One key theme is currencies, with the strength of the US dollar, with another being economic growth. He was sceptical concerning China's stated GDP rate of 7% and suggested it is probably closer to 3-4%. In china, he said that easier access to money is only a temporary fix, even though China is pushing the Renmimbi to be a global currency. He said he was surprised that China intervened to push up the stock market, as well as that officials allowed the market to soar as it did.
On India, key reform is happening and the Governor of the Central Bank is doing a very good job, including the issuing of new banking licences and opening the coal industry to private sector competition, as well as FDI limits restricted in various business sectors including retail and aviation.
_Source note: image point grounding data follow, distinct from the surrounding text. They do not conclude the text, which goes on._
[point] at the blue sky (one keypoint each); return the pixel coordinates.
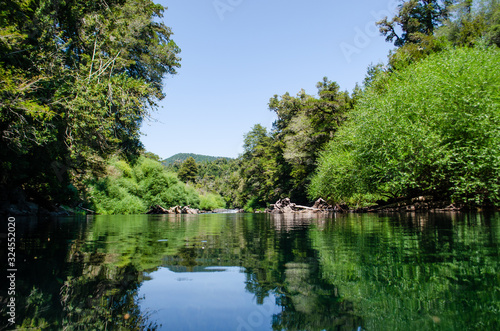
(236, 54)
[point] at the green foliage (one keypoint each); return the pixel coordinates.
(181, 157)
(211, 201)
(76, 80)
(415, 18)
(279, 163)
(188, 170)
(133, 189)
(435, 131)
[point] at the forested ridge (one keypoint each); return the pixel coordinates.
(78, 78)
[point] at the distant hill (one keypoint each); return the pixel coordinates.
(197, 157)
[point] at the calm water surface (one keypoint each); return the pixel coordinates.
(258, 272)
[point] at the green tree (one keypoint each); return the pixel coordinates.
(435, 131)
(414, 19)
(188, 170)
(77, 78)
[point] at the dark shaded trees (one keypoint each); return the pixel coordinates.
(77, 78)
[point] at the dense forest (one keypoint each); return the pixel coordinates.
(78, 78)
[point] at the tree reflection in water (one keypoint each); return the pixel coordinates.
(333, 273)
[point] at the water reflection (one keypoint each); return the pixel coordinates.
(260, 272)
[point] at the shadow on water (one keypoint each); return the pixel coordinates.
(259, 272)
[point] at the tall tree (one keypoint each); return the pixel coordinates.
(77, 78)
(415, 18)
(188, 170)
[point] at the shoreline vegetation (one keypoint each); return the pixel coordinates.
(421, 132)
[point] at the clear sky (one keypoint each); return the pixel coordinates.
(237, 54)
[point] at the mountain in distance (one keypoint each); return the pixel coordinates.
(181, 157)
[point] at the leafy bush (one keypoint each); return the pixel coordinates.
(133, 189)
(435, 131)
(211, 201)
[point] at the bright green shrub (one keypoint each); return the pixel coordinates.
(211, 201)
(435, 130)
(132, 190)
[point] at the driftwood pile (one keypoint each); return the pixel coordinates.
(284, 206)
(173, 210)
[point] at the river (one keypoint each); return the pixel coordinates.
(427, 271)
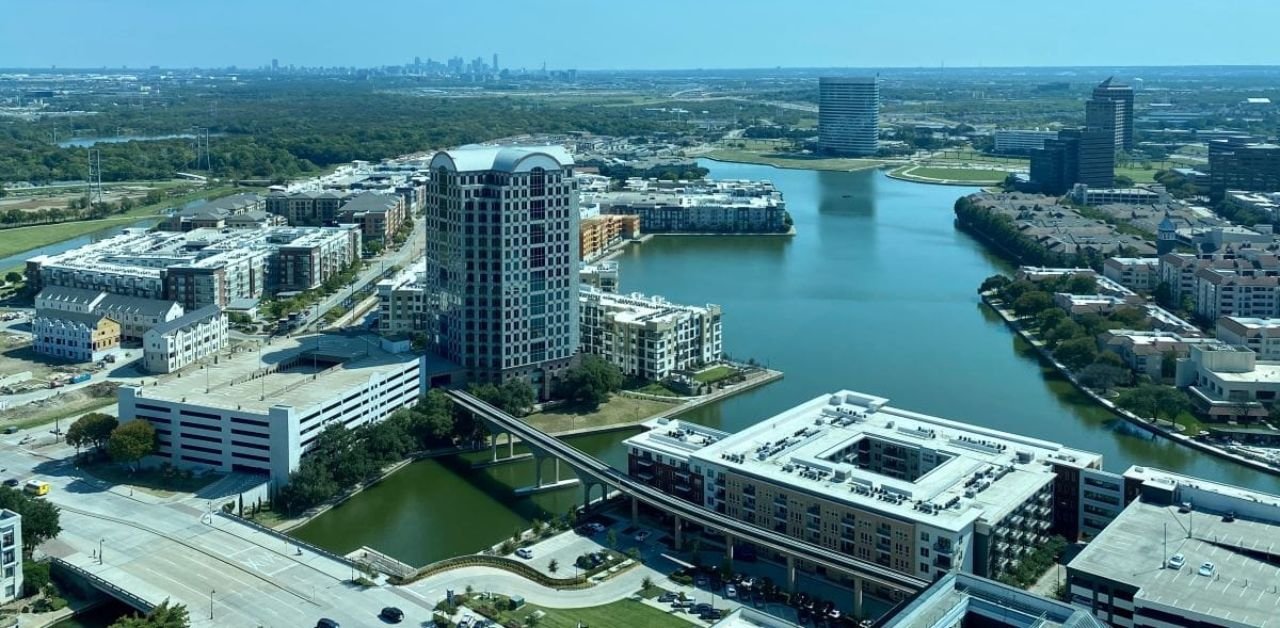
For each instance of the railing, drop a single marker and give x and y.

On Economic Growth forecasts, for 2014-16, figures are well below what that have been, with emerging Asia at 6.1% for 2016, China at 6.8% and India at 7.9%, compared to 3.7% globally. Long-term prospects remain positive for all Asian countries with rich foreign reserves, particularly China.
On the broad outlook, there is uncertainty over the timing of the US interest rate hike, with a strong USD possibly leading to outflows from Asia in the near term. Asia will see cheaper energy and commodities prices; reforms are ongoing and structural weaknesses are being addressed by policymakers; companies are cutting costs. Fundamentally, people are becoming richer as economies grow.
Thomas Drissner, Senior Investment Manager, Fixed Income Asia, talked more about fixed income opportunities. He compared the performance of the Renmimbi against other Asian currencies and the US dollar, showing it has outperformed many other Asian currencies, despite a slip in August. As an income investor, he looks closely at companies that operate at over-capacity and employ too many people; current trends are for companies to become more streamlined with policymakers helping to improve the economy. Lower oil prices are certainly helping in this regards.
Over-production sectors like commodities are giving way to services which now represent more than 50% of GDP in China, with tertiary industry now having 41% of the workforce. On government debt to GDP, China's is very low (15%), with India's quite a lot higher (45%), but still way below USA and the EU (90-100%), and especially Japan (over 200%).
On India, the credit market is still fairly new and is one of the most liquid ones, making it easier in which to invest. Inflation in India has been low and has been kept low, making the Indian economy appear credible and attractive to FDI.
He acknowledged that there are plenty of opportunities across Asia, with high 10-year government bond yields and attractive underlying economic fundamentals to encourage further growth.
David Pilling then moderated an Aberdeen Asian Fund Managers panel debate with questions from the floor.